Michael, sorry to interrupt, but isn't this epiphany contingent upon understanding that it's an airborne illness?
And if we're if we there was a moment there where we were, you know, wiping down our packages because we were worried about foamites.
So at what point was it absolutely obvious that we were, at least to those who are willing to admit it, you know, that we're this was the worst case scenario with respect to infectiousness.
At what point was it obvious that this was airborne and aerosol and that you were not going to, you're not going to lock down so successfully so as to prevent its spread?
Yeah, there was a group of us early on that published information on this issue clearly demonstrating this was airborne.
So this was as early as February and March.

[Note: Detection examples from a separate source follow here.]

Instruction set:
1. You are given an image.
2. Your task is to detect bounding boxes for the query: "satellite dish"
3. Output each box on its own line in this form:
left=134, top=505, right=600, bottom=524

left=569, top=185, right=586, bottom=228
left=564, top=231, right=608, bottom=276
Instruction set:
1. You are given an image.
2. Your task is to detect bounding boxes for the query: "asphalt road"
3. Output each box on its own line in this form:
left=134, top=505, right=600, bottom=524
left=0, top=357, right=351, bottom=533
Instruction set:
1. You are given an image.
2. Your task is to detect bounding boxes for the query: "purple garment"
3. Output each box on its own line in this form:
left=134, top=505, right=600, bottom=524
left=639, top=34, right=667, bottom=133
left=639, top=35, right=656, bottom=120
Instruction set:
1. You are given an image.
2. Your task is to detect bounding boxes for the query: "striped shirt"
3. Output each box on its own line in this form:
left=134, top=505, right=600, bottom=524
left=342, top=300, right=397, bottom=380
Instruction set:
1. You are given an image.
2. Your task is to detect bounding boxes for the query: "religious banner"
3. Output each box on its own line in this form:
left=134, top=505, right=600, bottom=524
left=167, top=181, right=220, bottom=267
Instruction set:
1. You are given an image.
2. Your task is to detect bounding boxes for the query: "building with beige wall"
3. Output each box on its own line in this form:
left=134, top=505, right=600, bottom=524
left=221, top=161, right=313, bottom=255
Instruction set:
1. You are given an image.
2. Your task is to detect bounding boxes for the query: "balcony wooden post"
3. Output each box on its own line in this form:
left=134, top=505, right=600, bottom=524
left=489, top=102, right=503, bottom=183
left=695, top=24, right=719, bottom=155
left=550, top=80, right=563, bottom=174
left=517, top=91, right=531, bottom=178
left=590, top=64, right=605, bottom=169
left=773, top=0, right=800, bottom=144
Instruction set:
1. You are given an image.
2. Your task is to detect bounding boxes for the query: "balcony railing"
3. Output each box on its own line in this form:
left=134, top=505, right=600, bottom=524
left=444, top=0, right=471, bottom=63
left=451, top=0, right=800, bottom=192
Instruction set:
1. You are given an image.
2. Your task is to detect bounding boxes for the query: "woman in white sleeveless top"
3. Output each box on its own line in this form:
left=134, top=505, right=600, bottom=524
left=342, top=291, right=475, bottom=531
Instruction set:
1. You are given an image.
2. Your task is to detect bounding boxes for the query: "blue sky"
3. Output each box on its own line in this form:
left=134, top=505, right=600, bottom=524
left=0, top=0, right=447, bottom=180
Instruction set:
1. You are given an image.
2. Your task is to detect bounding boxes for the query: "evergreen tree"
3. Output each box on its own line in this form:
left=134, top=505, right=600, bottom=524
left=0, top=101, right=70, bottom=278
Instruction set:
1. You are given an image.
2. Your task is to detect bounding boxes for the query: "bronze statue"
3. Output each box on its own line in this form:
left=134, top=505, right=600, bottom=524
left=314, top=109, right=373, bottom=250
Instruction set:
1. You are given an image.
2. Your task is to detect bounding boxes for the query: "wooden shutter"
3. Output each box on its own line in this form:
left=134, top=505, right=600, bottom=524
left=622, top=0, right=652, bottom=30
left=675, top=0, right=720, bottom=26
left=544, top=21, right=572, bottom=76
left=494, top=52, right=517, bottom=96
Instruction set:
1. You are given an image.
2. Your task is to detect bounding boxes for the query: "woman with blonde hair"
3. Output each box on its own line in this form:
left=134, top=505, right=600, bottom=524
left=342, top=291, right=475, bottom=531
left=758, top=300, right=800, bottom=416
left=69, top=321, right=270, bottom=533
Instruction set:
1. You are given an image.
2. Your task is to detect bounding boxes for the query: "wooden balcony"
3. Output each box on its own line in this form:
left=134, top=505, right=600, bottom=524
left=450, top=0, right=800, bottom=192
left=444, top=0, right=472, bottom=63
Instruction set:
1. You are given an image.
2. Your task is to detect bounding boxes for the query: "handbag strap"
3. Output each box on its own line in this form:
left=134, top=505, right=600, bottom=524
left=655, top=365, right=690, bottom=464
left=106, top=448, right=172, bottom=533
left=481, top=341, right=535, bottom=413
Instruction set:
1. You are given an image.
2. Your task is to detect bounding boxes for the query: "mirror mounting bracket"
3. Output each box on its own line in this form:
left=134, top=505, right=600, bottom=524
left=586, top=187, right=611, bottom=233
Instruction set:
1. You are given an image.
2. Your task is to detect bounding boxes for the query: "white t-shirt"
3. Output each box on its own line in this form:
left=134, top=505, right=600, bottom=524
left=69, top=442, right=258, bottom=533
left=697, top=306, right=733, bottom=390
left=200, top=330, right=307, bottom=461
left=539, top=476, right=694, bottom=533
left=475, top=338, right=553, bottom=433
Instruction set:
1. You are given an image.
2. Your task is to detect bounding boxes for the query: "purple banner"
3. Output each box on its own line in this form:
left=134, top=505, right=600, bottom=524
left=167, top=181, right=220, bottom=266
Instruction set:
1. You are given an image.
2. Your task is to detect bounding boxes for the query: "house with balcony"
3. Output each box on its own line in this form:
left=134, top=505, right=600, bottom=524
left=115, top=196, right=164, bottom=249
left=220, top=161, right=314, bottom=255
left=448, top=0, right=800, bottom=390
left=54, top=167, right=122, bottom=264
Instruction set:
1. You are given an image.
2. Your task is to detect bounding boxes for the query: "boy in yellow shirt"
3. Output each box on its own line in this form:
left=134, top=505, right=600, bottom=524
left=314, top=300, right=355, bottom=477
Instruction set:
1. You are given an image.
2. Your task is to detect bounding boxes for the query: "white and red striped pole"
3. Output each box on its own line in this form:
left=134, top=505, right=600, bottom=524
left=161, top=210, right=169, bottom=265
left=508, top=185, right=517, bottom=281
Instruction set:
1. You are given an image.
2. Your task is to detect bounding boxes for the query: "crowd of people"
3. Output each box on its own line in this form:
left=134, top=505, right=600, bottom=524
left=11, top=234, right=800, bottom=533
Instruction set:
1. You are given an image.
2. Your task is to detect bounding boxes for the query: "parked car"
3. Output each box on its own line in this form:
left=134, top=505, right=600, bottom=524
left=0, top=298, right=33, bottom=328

And we were very critical at that time of the WHO and to some degree parts of the CDC, because they were not on board with this, even though there was a very you know significant data supporting it.
So that did happen.
But I think again coming back to why people stayed apart, whether it was airborne or whether it was droplet particles, they still did.
And so one of the things I think there's a lot of revisionist uh revision of history going on right now with COVID.
And one of those was lockdowns.
And it turns out that in March of 2020, 41 states initiated some kind of what they called lockdowns.
Now you have to understand I don't know what a lockdown really is when you think about all the different things that were tried but take the state of Minnesota.
We technically went into a lockdown in March of 2020.
Our governor issued a directive order basically telling all non-essential workers basically to stay home.
The problem was 82% of our workforce was deemed as essential workers.
Now that wasn't a lockdown and even with that by early June all but one of the 41 states had eliminated those lockdowns.
So people keep talking about lockdowns that lasted for ye months and months up to several years.
That was not the case.
There were surely localized activities where people canceled events, schools were decided, but it wasn't based on a national federal level and I think the challenge we had was people just were fearful of being in public places.
And particularly as some of these waves of the virus continued to greatly see increased cases.
And so I I think the challenge we have was uh with lockdowns was they were mischaracterized what happened.